HOOFDLIJNEN VAN DE REGELING MILIEUVERSLAGLEGGING

De verplichting tot het opstellen van een overheidsverslag is gebaseerd op art. 12.4 Wm. Die verplichting geldt echter, gelet op art. 12.1 lid 2 Wm, slechts voor de inrichtingen die zijn aangewezen op grond van het Besluit milieuverslaglegging. Art. 12.4 lid 1 Wm bepaalt dat degene die de verslagplichtige inrichting drijft, jaarlijks, ten behoeve van het bestuursorgaan dat bevoegd is de vergunning op grond van art. 8.1 Wm of art. 3 Wvo te verlenen, een milieuverslag opstelt.
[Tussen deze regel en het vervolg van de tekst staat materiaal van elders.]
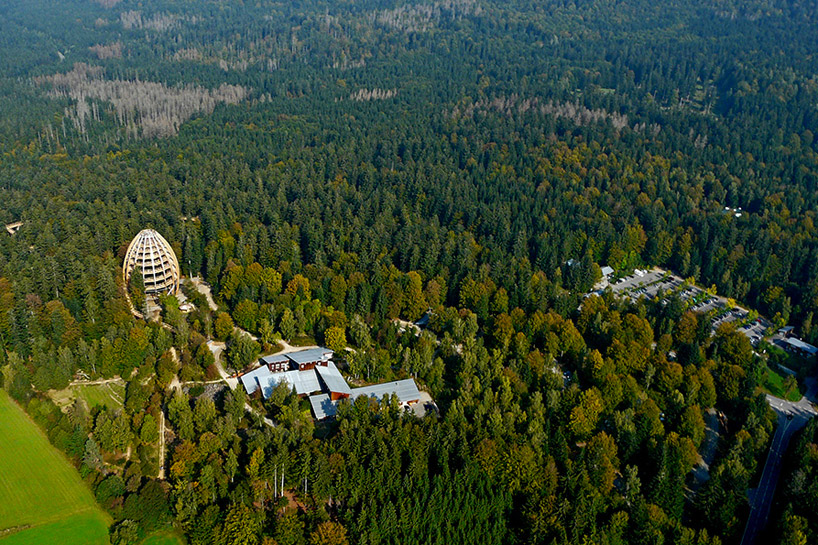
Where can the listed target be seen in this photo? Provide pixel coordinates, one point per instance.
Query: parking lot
(649, 284)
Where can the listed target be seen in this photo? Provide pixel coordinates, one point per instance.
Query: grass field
(108, 395)
(774, 383)
(41, 494)
(164, 538)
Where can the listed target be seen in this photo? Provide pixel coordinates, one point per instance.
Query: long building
(312, 373)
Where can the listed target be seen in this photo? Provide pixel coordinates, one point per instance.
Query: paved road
(792, 416)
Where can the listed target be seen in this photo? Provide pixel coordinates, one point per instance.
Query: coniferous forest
(335, 169)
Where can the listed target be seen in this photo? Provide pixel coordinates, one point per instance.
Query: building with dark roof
(324, 406)
(312, 373)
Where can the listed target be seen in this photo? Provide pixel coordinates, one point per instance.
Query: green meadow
(42, 498)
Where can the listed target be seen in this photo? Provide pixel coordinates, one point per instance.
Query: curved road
(792, 416)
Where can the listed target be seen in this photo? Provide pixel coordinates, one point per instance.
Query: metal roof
(332, 379)
(310, 355)
(406, 390)
(275, 358)
(303, 382)
(323, 406)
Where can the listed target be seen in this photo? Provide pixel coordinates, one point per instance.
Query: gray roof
(323, 406)
(310, 355)
(332, 378)
(406, 390)
(303, 382)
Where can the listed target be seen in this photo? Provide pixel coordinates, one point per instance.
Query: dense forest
(330, 167)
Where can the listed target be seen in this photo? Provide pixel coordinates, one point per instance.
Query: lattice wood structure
(157, 262)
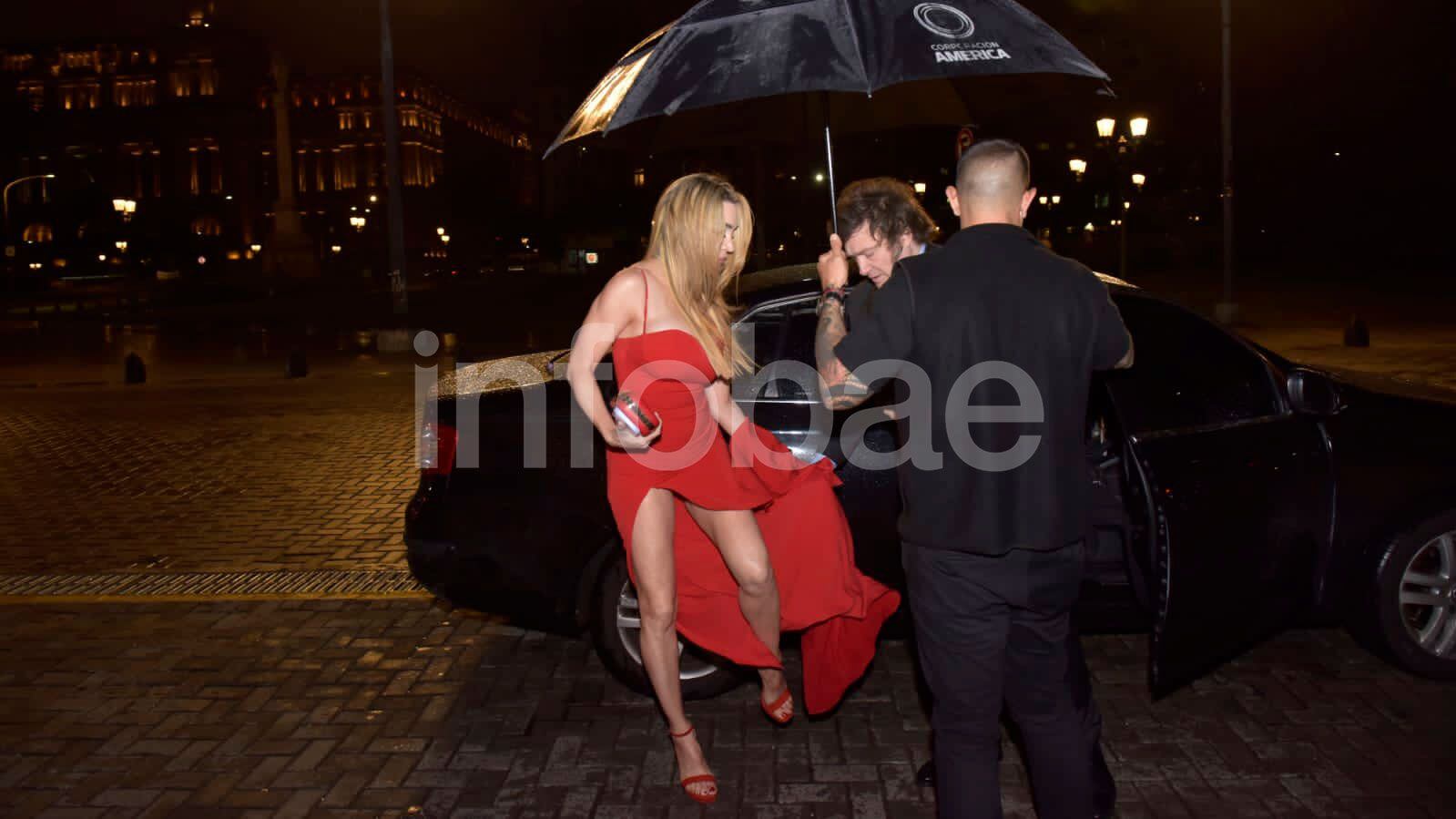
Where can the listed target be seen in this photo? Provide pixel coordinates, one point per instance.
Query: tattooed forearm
(842, 389)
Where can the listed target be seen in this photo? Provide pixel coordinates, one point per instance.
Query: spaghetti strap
(644, 298)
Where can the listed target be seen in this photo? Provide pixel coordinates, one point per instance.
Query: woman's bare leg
(657, 604)
(737, 537)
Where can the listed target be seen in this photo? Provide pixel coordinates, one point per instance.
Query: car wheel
(1416, 599)
(616, 627)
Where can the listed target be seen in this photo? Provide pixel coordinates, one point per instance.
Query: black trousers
(992, 630)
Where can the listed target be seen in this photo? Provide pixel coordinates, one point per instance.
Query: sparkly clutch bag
(632, 415)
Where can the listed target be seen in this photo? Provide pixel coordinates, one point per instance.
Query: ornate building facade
(181, 124)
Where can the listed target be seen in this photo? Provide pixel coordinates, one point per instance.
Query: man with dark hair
(871, 211)
(1009, 335)
(881, 221)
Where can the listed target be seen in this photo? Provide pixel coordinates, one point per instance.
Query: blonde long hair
(687, 229)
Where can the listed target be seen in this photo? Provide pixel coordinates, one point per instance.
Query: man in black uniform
(1008, 335)
(882, 221)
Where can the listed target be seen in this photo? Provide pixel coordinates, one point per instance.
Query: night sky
(1312, 77)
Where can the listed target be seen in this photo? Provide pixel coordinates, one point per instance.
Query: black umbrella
(736, 50)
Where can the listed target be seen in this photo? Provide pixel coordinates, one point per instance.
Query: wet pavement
(406, 709)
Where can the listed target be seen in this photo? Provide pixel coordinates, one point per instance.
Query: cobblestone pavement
(405, 709)
(276, 476)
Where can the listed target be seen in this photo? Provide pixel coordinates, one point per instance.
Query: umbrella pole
(833, 206)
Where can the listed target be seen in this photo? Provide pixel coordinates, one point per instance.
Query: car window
(1186, 372)
(779, 333)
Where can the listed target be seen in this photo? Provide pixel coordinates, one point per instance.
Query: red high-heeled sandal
(699, 797)
(772, 709)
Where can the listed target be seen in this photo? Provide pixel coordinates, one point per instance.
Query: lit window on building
(214, 160)
(80, 95)
(131, 92)
(181, 80)
(34, 94)
(206, 77)
(36, 232)
(79, 58)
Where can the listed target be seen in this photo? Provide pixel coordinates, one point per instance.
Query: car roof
(802, 280)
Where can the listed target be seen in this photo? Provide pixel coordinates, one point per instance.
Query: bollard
(1358, 334)
(136, 369)
(297, 364)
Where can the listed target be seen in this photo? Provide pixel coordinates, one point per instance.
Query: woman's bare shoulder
(624, 291)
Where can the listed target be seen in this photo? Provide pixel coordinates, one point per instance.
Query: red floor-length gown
(821, 592)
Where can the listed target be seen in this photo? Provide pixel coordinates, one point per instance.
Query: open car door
(1237, 490)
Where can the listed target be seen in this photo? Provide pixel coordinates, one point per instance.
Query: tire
(702, 675)
(1412, 611)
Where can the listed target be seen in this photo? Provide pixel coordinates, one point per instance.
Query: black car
(1235, 493)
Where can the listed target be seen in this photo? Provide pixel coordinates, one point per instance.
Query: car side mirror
(1312, 394)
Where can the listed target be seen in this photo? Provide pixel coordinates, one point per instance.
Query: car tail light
(437, 445)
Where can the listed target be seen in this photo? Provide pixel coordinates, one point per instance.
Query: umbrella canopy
(727, 51)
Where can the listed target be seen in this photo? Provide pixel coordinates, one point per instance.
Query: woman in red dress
(728, 539)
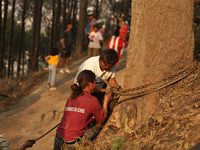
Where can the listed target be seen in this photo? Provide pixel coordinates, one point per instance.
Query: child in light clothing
(95, 40)
(52, 60)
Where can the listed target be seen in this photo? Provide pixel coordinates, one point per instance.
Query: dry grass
(18, 88)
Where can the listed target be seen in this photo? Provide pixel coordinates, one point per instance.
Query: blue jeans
(52, 74)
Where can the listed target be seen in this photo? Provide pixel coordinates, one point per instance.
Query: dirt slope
(34, 115)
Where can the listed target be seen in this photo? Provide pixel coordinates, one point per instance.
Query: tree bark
(126, 12)
(21, 40)
(23, 36)
(74, 19)
(11, 37)
(36, 34)
(57, 22)
(3, 36)
(81, 27)
(0, 22)
(97, 8)
(53, 24)
(64, 15)
(32, 60)
(161, 43)
(122, 7)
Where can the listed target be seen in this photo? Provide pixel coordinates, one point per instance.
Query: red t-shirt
(78, 114)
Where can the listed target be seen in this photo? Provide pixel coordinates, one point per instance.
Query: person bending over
(68, 46)
(104, 68)
(79, 111)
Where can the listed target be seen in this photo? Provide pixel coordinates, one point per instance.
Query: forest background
(31, 28)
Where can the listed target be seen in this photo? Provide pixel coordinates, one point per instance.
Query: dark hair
(95, 26)
(54, 51)
(83, 79)
(124, 18)
(69, 23)
(116, 33)
(109, 57)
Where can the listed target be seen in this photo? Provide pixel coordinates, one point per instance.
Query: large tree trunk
(3, 36)
(161, 43)
(11, 37)
(81, 27)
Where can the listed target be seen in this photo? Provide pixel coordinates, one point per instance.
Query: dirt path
(34, 114)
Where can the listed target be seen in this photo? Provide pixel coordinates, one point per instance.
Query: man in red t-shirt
(79, 112)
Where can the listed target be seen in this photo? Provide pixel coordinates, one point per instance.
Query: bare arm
(112, 82)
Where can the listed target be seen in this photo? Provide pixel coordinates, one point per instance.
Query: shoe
(53, 88)
(67, 71)
(62, 71)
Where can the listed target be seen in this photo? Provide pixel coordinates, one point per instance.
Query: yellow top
(53, 60)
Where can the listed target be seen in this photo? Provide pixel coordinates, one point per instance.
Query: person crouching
(79, 111)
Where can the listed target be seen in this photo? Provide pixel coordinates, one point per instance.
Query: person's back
(78, 115)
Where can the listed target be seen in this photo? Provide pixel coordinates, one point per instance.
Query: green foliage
(120, 142)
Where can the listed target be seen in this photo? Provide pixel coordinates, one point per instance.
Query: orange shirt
(53, 60)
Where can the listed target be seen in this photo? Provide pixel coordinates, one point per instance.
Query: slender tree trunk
(114, 22)
(97, 8)
(53, 24)
(0, 22)
(69, 11)
(100, 5)
(32, 56)
(37, 36)
(64, 14)
(3, 36)
(158, 47)
(122, 7)
(11, 37)
(72, 10)
(57, 22)
(126, 12)
(21, 41)
(74, 19)
(81, 27)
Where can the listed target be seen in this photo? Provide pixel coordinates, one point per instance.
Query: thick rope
(142, 94)
(47, 132)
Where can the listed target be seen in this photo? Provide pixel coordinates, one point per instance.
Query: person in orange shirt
(52, 60)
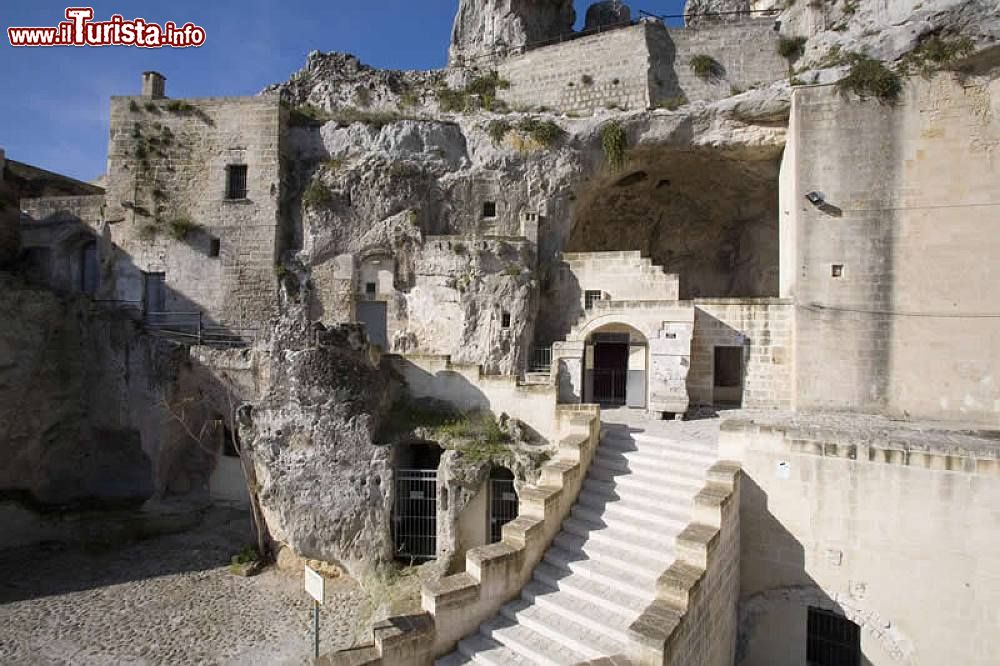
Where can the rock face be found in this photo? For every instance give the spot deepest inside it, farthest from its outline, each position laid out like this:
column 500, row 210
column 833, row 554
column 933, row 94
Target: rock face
column 483, row 29
column 607, row 13
column 80, row 396
column 325, row 487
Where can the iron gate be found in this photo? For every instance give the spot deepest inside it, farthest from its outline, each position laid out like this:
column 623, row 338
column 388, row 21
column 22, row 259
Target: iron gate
column 414, row 517
column 503, row 506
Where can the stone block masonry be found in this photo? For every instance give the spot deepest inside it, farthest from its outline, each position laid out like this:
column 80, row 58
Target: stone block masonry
column 173, row 210
column 638, row 67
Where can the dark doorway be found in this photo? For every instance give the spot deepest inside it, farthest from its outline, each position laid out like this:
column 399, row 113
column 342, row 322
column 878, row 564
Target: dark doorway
column 89, row 274
column 373, row 316
column 832, row 640
column 155, row 292
column 503, row 501
column 610, row 372
column 728, row 376
column 414, row 519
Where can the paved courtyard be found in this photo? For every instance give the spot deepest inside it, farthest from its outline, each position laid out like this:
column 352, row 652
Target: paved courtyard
column 169, row 600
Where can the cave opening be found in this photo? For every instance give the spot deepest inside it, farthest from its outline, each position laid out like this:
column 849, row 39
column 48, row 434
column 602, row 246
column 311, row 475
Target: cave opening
column 708, row 216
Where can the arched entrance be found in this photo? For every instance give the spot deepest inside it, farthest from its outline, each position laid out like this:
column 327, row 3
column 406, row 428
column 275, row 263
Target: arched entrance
column 616, row 367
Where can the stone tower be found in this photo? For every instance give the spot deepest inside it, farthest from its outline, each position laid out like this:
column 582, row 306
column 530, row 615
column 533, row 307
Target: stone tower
column 485, row 30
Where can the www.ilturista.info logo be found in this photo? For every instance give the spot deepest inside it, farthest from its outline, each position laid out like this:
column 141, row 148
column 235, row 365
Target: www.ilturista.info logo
column 79, row 29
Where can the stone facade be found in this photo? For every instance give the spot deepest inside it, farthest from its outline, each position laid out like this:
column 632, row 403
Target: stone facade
column 762, row 328
column 884, row 271
column 169, row 210
column 643, row 65
column 857, row 516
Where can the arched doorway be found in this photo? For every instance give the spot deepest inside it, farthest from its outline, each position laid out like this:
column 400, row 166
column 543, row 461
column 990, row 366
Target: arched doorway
column 616, row 367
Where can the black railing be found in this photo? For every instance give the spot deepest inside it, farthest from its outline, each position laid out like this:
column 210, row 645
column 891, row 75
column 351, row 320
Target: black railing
column 541, row 360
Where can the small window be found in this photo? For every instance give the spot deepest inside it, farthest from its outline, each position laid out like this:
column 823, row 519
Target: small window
column 236, row 181
column 832, row 640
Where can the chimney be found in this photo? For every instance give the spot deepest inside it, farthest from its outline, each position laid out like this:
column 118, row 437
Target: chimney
column 154, row 85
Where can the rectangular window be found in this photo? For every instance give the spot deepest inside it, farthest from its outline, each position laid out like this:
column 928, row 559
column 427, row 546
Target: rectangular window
column 832, row 640
column 236, row 181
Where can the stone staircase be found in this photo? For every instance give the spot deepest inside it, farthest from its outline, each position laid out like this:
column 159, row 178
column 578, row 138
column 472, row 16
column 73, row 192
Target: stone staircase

Het milieuverslag moet ingevolge het tweede lid van art. 12.4 voldoen aan bij of krachtens het Besluit milieuverslaglegging gestelde regels en bevat bij die amvb aangewezen gegevens omtrent:

a. de nadelige gevolgen voor het milieu, die de inrichting in het verslagjaar heeft veroorzaakt;

b. de technische, organisatorische en administratieve maatregelen en voorzieningen die in het verslagjaar met betrekking tot de inrichting zijn getroffen in het belang van de bescherming van het milieu;

c. de redelijkerwijs te verwachten ontwikkelingen met betrekking tot de onder a en b genoemde onderwerpen in het eerstvolgende verslagjaar.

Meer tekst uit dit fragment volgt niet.